North is not quite where it used to be. Earth’s North Magnetic Pole has been drifting so fast in the last few decades that scientists say past estimates are no longer accurate enough for precise navigation.
On Monday, they released an update of where the magnetic north really is, nearly a year ahead of schedule.
The North Magnetic Pole is wandering about 55km/year. It crossed the international dateline in 2017 and is leaving the Canadian Arctic on its way to Siberia.
The constant shift is a problem for compasses in smartphones and some consumer electronics. Planes and boats also rely on magnetic north, usually as backup navigation, said University of Colorado geophysicist Arnaud Chulliat, lead author of the newly issued World Magnetic Model.
GPS is not affected because it is satellite-based.
The US military depends on where magnetic north is for navigation and parachute drops, while Nasa, the Federal Aviation Administration and US Forest Service also use it.
Airport runway names are based on their direction towards magnetic north and their names change when the poles move. For example, the airport in Fairbanks, Alaska, renamed a runway 1L-19R to 2L-20R in 2009.
The US and UK tend to update the location of the North Magnetic Pole every five years in December, but this update came early because of the pole’s faster movement.
The movement of the magnetic north pole “is pretty fast”, Chulliat said.
Jump in movement
Since 1831, when it was first measured in the Canadian Arctic, it has moved about 2XXXXX250km towards Siberia. Its speed has jumped from about 14.5km/year to 55km/year since 2000.

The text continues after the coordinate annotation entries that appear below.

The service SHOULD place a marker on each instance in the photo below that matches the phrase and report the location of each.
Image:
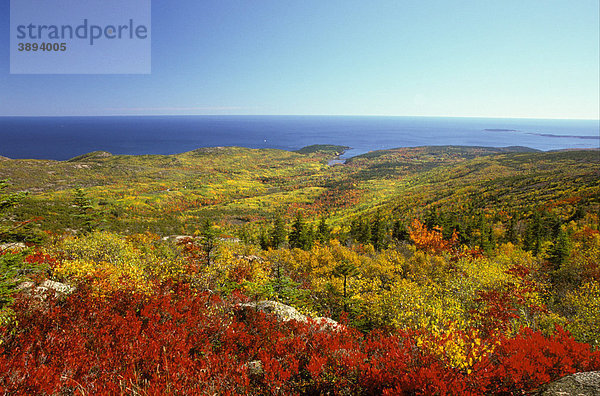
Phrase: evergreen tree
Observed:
(84, 210)
(302, 235)
(208, 236)
(378, 233)
(561, 249)
(345, 269)
(400, 232)
(511, 231)
(278, 233)
(533, 234)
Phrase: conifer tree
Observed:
(323, 233)
(278, 233)
(84, 209)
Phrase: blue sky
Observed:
(533, 58)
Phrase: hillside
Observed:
(454, 270)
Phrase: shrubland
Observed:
(454, 270)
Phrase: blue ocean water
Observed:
(62, 138)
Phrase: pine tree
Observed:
(399, 231)
(378, 233)
(278, 233)
(208, 236)
(561, 249)
(323, 233)
(302, 235)
(84, 209)
(345, 269)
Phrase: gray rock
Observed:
(578, 384)
(281, 311)
(255, 368)
(12, 246)
(58, 288)
(286, 313)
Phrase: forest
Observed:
(443, 270)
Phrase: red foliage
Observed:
(179, 342)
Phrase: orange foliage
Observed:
(431, 241)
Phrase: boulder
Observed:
(578, 384)
(58, 288)
(281, 311)
(285, 313)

The reason is turbulence in Earth’s liquid outer core. There is a hot liquid ocean of iron and nickel in the planet’s core where the motion generates an electric field, said University of Maryland geophysicist Daniel Lathrop. “It has changes akin to weather,” he said. “We might just call it magnetic weather.”

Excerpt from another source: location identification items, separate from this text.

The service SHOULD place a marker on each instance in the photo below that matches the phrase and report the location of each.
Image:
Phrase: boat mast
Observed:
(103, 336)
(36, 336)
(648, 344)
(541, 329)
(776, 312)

The South Magnetic Pole is moving far slower than the north.
In general Earth’s magnetic field is getting weaker, leading scientists to say it will eventually flip, where the North and South poles change polarity, like a bar magnet flipping over.
It has happened numerous times in Earth’s past, but not in the last 780 000 years. “It’s not a question of if it’s going to reverse, the question is when it’s going to reverse,” Lathrop said. When it does, it will not be like a coin flip, but will take a thousand or more years, experts said.
Lathrop sees a flip coming sooner rather than later because of the weakened magnetic field, and an area of the South Atlantic has already reversed beneath Earth’s surface.
That could bother some birds that use magnetic fields to navigate, and an overall weakening of the magnetic field is not good for people and especially satellites and astronauts.
The magnetic field shields Earth from some dangerous radiation, Lathrop said.